# What does a "symmetrically grouped" lag plot tell about the data?

I am trying to do time series forecasting on different data sets.

I created a lag plot on each set and received an unusual, 'symmetric' but grouped pattern:

I would say that this implies a lack of autocorrelation but the separated groups confuse me.
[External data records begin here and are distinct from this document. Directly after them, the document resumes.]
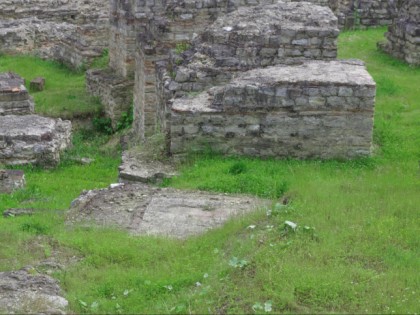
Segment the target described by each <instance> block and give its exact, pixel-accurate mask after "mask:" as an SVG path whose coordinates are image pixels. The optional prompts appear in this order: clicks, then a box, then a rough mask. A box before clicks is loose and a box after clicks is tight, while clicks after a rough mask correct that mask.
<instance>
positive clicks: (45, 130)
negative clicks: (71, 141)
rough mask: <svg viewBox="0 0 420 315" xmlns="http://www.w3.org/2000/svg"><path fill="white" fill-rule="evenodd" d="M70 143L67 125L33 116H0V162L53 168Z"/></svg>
mask: <svg viewBox="0 0 420 315" xmlns="http://www.w3.org/2000/svg"><path fill="white" fill-rule="evenodd" d="M70 143H71V123H70V121H62V120H61V119H51V118H46V117H41V116H36V115H25V116H16V115H8V116H0V163H2V164H5V165H22V164H29V163H33V164H38V165H42V166H55V165H57V164H58V163H59V161H60V151H62V150H64V149H65V148H67V147H68V146H69V145H70Z"/></svg>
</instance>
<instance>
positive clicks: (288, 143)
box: [170, 61, 375, 158]
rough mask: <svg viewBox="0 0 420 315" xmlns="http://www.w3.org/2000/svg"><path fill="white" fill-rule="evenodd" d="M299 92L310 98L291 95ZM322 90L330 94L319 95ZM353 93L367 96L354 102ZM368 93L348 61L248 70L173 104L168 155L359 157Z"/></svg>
mask: <svg viewBox="0 0 420 315" xmlns="http://www.w3.org/2000/svg"><path fill="white" fill-rule="evenodd" d="M305 89H307V90H308V91H309V89H310V92H309V93H308V94H310V95H305V93H302V92H300V93H296V92H299V91H305ZM325 90H334V91H338V94H336V96H326V94H325V92H324V91H325ZM360 91H364V93H366V94H365V95H371V96H370V97H358V96H356V95H360ZM366 91H369V93H367V92H366ZM335 93H336V92H334V94H335ZM374 94H375V83H374V81H373V80H372V78H371V77H370V75H369V74H368V73H367V72H366V70H365V68H364V66H363V65H362V64H360V63H357V62H354V61H352V62H349V61H328V62H326V61H307V62H304V63H303V64H301V65H291V66H285V65H277V66H273V67H268V68H263V69H255V70H250V71H247V72H244V73H242V74H238V75H237V77H236V78H235V79H233V80H232V81H231V82H230V83H228V84H227V85H225V86H220V87H216V88H213V89H211V90H209V91H207V92H203V93H201V94H200V95H198V96H194V97H188V96H186V97H183V98H178V99H175V100H174V101H173V104H172V108H171V111H172V118H171V123H170V125H171V127H170V132H171V133H170V139H171V153H172V154H174V155H183V154H186V153H188V152H189V151H191V150H202V149H204V148H205V147H208V146H210V147H212V148H213V149H214V150H215V151H219V152H222V153H225V154H234V155H252V156H265V157H270V156H274V157H297V158H354V157H360V156H367V155H369V154H370V152H371V145H372V129H373V106H374ZM327 95H329V94H327Z"/></svg>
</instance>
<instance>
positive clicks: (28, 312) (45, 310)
mask: <svg viewBox="0 0 420 315" xmlns="http://www.w3.org/2000/svg"><path fill="white" fill-rule="evenodd" d="M34 271H35V270H34V269H33V268H31V267H26V268H24V269H22V270H19V271H8V272H0V313H4V314H25V313H26V314H65V313H66V309H67V306H68V301H67V300H66V299H65V298H64V297H63V293H62V290H61V288H60V286H59V284H58V282H57V280H55V279H54V278H52V277H50V276H47V275H40V274H34Z"/></svg>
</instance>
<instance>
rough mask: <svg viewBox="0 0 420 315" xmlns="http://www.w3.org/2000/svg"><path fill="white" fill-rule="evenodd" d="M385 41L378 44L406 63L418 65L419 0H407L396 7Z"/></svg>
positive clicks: (418, 47) (386, 33)
mask: <svg viewBox="0 0 420 315" xmlns="http://www.w3.org/2000/svg"><path fill="white" fill-rule="evenodd" d="M385 35H386V38H387V41H386V42H384V43H378V46H379V47H380V48H382V49H383V50H384V51H385V52H387V53H389V54H391V55H392V56H394V57H396V58H399V59H402V60H404V61H406V62H407V63H409V64H411V65H414V66H416V65H417V66H418V65H420V0H407V1H404V2H402V5H401V6H397V7H396V13H395V17H394V19H393V22H392V25H391V26H390V27H389V28H388V32H387V33H386V34H385Z"/></svg>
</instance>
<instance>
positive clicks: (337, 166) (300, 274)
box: [0, 29, 420, 314]
mask: <svg viewBox="0 0 420 315" xmlns="http://www.w3.org/2000/svg"><path fill="white" fill-rule="evenodd" d="M384 31H385V29H372V30H367V31H354V32H345V33H343V34H341V35H340V39H339V56H340V58H359V59H362V60H364V61H365V62H366V65H367V68H368V70H369V72H370V73H371V74H372V76H373V77H374V79H375V81H376V82H377V89H378V93H377V102H376V112H375V129H374V142H375V153H374V156H373V157H372V158H368V159H361V160H355V161H348V162H343V161H298V160H277V161H276V160H266V161H260V160H257V159H248V158H222V157H218V156H212V155H210V154H209V155H206V156H201V157H197V158H195V159H192V160H191V161H189V162H188V163H185V164H184V165H182V166H181V175H180V176H179V177H177V178H174V179H172V180H170V181H168V182H166V183H165V185H169V186H173V187H177V188H192V189H203V190H211V191H223V192H238V193H248V194H254V195H258V196H262V197H266V198H273V207H272V208H270V209H260V210H259V211H256V212H255V213H253V214H250V215H248V216H245V217H241V218H238V219H236V220H232V221H230V222H229V223H228V224H226V225H225V226H224V227H223V228H220V229H218V230H214V231H211V232H209V233H207V234H205V235H202V236H198V237H194V238H191V239H188V240H185V241H177V240H168V239H162V238H150V237H130V236H128V235H127V234H126V233H124V232H120V231H115V230H105V229H94V228H89V229H86V228H85V229H82V228H70V227H68V226H65V225H64V224H63V210H65V209H66V208H67V207H68V206H69V203H70V201H71V200H72V199H73V198H75V197H76V196H77V195H78V194H79V193H80V191H81V190H83V189H92V188H95V187H104V186H106V185H107V184H109V183H111V182H113V181H115V180H116V176H117V170H116V169H117V165H118V162H119V158H118V154H115V152H116V150H115V149H111V148H109V149H107V146H106V145H105V143H106V141H107V137H106V136H103V135H98V134H92V133H87V132H82V131H80V132H78V133H76V136H75V146H74V148H73V149H72V150H71V151H70V152H68V153H67V155H66V157H65V158H64V163H63V164H62V165H61V166H60V167H59V168H57V169H55V170H49V171H44V170H39V169H31V168H26V173H27V182H28V187H27V188H26V189H24V190H22V191H20V192H16V193H15V194H13V195H10V196H6V195H0V211H3V210H5V209H7V208H9V207H28V206H30V207H35V208H38V209H43V210H40V211H39V213H38V214H36V215H34V216H32V217H21V218H12V219H4V218H0V239H1V240H2V241H1V242H0V270H11V269H16V268H20V267H22V266H24V265H26V264H29V263H34V262H36V261H39V260H42V259H45V258H46V257H49V256H51V255H52V253H54V252H55V251H59V252H60V253H62V255H68V256H72V255H76V256H77V257H80V258H83V259H82V260H80V262H78V263H76V264H74V265H71V266H70V267H68V268H67V269H66V270H65V271H58V272H56V273H55V274H54V276H55V277H57V278H58V279H60V281H61V284H62V287H63V289H64V290H65V292H66V297H67V298H68V299H69V302H70V308H71V310H72V311H74V312H76V313H222V314H228V313H231V314H235V313H269V312H270V311H271V312H272V313H389V314H392V313H396V314H401V313H418V311H419V305H420V294H419V290H420V276H419V272H418V271H419V270H420V237H419V235H420V234H419V226H420V216H419V213H420V211H419V210H420V69H419V68H412V67H409V66H407V65H405V64H403V63H401V62H399V61H397V60H395V59H393V58H391V57H389V56H387V55H385V54H383V53H381V52H379V51H377V50H376V42H377V41H379V40H381V39H382V38H383V33H384ZM4 58H6V60H7V62H8V64H9V67H10V65H13V64H16V69H17V68H19V67H21V69H22V70H21V71H23V70H24V69H26V68H25V67H29V68H30V67H32V66H31V65H30V64H27V65H26V66H24V64H25V63H24V61H25V62H28V63H29V62H33V63H34V65H45V67H46V69H49V70H48V71H51V73H53V74H54V73H61V72H62V71H64V72H63V73H66V76H64V78H65V79H66V80H67V82H61V83H60V84H62V85H65V83H68V84H74V86H75V90H78V89H79V88H80V89H82V87H81V85H82V81H83V79H82V76H81V75H78V74H71V73H69V72H67V70H63V69H61V68H59V67H57V66H56V65H53V64H50V63H47V64H44V63H43V62H40V61H37V60H35V59H31V58H28V57H22V58H20V57H19V58H17V57H4V56H2V57H0V70H1V69H5V68H4V61H3V60H4ZM43 67H44V66H42V67H41V66H40V69H42V68H43ZM11 70H15V69H11ZM15 71H16V72H19V71H18V70H15ZM31 72H32V71H31ZM39 72H41V70H39ZM57 75H58V74H57ZM57 81H58V80H57ZM68 81H71V82H68ZM57 84H59V83H57ZM80 91H81V90H80ZM44 93H45V94H44V97H45V98H47V97H49V96H48V95H49V94H48V89H47V90H46V91H45V92H44ZM68 93H73V92H71V89H69V92H68ZM80 93H82V91H81V92H80ZM52 94H53V93H52ZM63 95H66V94H65V93H63V94H62V95H61V96H63ZM53 97H55V96H54V95H52V96H51V99H53ZM64 97H65V96H64ZM80 98H81V100H84V99H86V96H85V95H84V94H83V95H82V94H81V96H80ZM82 102H83V101H82ZM49 104H54V102H52V103H49ZM51 106H52V105H51ZM48 111H49V109H45V111H42V112H44V113H47V112H48ZM51 111H53V112H57V113H59V112H60V111H61V109H51ZM117 153H118V152H117ZM75 156H89V157H93V158H95V160H96V162H95V163H93V164H92V165H89V166H82V165H78V164H76V163H74V162H72V159H71V158H72V157H75ZM285 197H286V198H287V199H288V200H289V201H290V202H289V203H288V204H287V205H283V203H282V202H281V200H283V198H285ZM285 220H289V221H292V222H295V223H297V224H298V228H297V230H296V231H293V230H290V229H288V228H287V226H285V224H284V222H285Z"/></svg>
What does this tell about the data?

EDIT: Here is a plot of the same data set itself:
(source: ibin.co)

• It is strange, yes. A plot of the time series, and some description of what the time series is, might help us. Oct 8, 2018 at 18:15
• Be careful when inferring no-trend from scatter-plot point-clouds and non-transparent points. It's impossible to discern the actual frequency of observations that fall in a specific cloud. Use a hexbin or transparent point-fills instead. Or estimate the actual trendline. Oct 9, 2018 at 15:22

It tells you that the $$y(t)$$ are grouped around -5, 0 and 5.
As the central point seams to be less represented, the variable $$y(t)$$ and $$y(t+1)$$ are correlated, but maybe not in a linear way.
To go further (if the data is not simulated), you should first ask if the values $$\pm10$$, $$\pm15$$ and $$\pm20$$ have a meaning or if they are outliers. You can then introduce the variable $$y^*(t) = 5* round(\frac {y(t)}{5})$$ which is equal to -5, 0 and 5 which ever is the nearest. Then study the randomness $$\epsilon(t) = y(t)-y^*(t)$$. You can also study the lag correlation between $$y^*(t)$$ and $$y^*(t+1)$$ with a probability transition matrix (instead of a graph).